“I told you, stop” she rasped. “Goldy, I’ve hired another caterer.”
My knife clattered to the cutting board. Be calm. She’s a client. The client is always right.
“Weezie,” I said, attempting to assume a voice of reason and patience, “you can’t hire another caterer. You’ve already paid in full. I … I’ve got all the food here.” The client, I thought, is always—
“I know I have to pay for the food. But, well …” She cleared her throat, as if she were reading from a prepared text and had lost her place. Behind me, Julian thumped relentlessly on the chicken. “I want a refund on the labor and gratuity cost. I have the contract in front of me.” Her voice was turning shrill. “Two hundred for the labor and ninety for the gratuity. Please send it today. If I don’t receive the refund in four working days, I’ll have to contact my lawyer.” She hung up.
I gently put down the phone. Is your lawyer your fiancé, honey-bunch? Julian had piled up the flattened chicken pieces and was grating black pepper onto a plate loaded with flour. He saw my face and froze. “What?”
“Weezie Harrington’s party is canceled.” I stared in dismay at the tomatoes. “Or rather, we’re canceled. The party’s still on.”
“What? Why?”
“She didn’t say why,” I murmured. I thought of Arch’s tuition that was still unpaid, of Tom’s paychecks that were not forthcoming.
“Sit down, Goldy, for crying out loud. You look like you’re going to keel over.”
I stared around the makeshift workspace. Our dining chairs were stacked, weblike, against the far wall. Sawdust lay in heaps on the floor. Tentacles of wiring stuck out from walls with half their plaster missing. Bent nails littered the corners like so many dead bugs. The phone rang again.
“I’ll get it.” Julian dived for the portable. “Golddocks’ Catering. You’re calling this early, you’d better have a great booking for us.” He paused. “Oh. No, Goldy can’t come to the phone at the moment. This is her assistant.”
“Julian, stop!” I cried. “I’m waiting for a call from Sylvia Bevans! Please, it’s important!”

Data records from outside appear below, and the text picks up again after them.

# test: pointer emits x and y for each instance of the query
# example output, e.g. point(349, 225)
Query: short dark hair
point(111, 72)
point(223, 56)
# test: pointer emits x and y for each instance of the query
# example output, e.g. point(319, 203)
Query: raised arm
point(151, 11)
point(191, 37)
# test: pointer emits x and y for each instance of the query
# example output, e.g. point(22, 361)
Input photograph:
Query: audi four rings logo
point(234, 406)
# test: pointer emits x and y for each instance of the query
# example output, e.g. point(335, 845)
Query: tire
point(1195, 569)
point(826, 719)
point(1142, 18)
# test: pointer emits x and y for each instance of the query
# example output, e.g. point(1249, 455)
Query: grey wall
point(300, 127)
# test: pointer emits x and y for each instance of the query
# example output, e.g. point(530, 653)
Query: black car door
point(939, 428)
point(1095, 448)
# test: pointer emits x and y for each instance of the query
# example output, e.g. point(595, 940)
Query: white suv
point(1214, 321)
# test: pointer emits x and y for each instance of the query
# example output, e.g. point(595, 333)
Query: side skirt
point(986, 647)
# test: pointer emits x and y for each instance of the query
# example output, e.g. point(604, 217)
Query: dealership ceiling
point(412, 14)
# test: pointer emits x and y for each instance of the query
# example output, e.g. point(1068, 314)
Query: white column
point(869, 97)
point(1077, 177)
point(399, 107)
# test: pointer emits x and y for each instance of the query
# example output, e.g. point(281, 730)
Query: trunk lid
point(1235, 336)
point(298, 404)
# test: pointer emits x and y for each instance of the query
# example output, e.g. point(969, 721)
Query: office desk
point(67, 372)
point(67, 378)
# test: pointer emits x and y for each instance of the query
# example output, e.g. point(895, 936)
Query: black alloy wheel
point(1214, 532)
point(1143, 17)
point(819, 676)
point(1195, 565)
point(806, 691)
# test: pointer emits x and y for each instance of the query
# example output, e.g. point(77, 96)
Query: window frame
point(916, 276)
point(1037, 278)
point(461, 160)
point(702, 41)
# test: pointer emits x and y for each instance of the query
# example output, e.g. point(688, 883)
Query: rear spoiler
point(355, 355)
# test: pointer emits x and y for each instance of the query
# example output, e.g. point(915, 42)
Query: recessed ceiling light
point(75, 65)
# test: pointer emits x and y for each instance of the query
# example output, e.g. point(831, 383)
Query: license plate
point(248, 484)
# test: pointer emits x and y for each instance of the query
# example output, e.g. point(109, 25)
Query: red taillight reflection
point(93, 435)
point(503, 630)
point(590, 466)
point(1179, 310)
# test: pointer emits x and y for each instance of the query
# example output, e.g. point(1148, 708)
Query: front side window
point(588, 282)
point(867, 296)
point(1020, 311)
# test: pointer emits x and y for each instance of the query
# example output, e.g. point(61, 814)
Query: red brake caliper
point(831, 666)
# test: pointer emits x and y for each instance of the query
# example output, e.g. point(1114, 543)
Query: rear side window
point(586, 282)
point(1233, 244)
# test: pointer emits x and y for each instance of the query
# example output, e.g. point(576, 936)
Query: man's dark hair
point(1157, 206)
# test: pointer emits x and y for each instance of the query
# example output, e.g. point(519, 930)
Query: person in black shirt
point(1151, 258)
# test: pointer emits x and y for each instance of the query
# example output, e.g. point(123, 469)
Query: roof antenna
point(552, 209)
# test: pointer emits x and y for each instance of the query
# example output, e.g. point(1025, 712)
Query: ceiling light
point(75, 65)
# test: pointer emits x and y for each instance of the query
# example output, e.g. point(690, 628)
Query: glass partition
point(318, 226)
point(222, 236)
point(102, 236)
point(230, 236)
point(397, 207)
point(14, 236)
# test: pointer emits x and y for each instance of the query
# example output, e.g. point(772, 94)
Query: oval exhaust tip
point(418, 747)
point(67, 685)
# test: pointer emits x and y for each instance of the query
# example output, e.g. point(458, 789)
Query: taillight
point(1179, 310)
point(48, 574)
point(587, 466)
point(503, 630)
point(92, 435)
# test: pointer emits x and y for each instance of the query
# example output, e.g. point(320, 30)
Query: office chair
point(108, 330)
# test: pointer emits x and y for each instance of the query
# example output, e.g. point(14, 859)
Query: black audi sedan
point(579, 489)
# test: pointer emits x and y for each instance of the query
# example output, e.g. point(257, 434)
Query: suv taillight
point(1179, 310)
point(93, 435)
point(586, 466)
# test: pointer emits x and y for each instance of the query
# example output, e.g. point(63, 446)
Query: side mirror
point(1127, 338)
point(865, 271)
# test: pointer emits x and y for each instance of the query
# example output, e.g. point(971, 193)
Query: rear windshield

He covered the phone with one hand. “It’s not Sylvia. Just drink your coffee and let me handle this, okay?”
I reached for my espresso, which was now lukewarm. Too bad it wasn’t Marla calling. I absolutely hated the IRS consuming her every minute. If hot gossip was burning through town on Weezie Harrington’s motives for canceling us, Marla would be the first to hear. “J can help you,” Julian insisted. As the person on the other end spoke, Julian struggled to keep his face composed. “Why?” he asked belligerently. “Oh, yeah, who?” After a moment, he said, “We’ll just have to see about that.” and banged the phone down.
I finished the espresso. “Weezie again? What did she want, for me to drive over with her check? If she doesn’t get her two hundred and ninety dollars back in the next hour, Andy Fuller will prosecute me and demand it in equal installments of brownies? Or better yet—”
But the pain in Julian’s dark eyes brought me up short. Whatever he had just learned from this caller, it was more serious than Weezie’s treachery. “That was Edna Hardcastle,” he said. “She’s canceling us for the wedding reception Saturday. She’s hiring another caterer. And get this, she wants a refund on her labor and service charge.”
I pictured the bags of wedding reception hors d’oeuvre crowding our freezer. I thought of the checks from Edna and Weezie that had formed the solitary cushion in our checking account. Sometimes people hit you to be cruel. Other times, they just act viciously behind your back. “Did she tell you why she’s canceling? Or who her new caterer is?”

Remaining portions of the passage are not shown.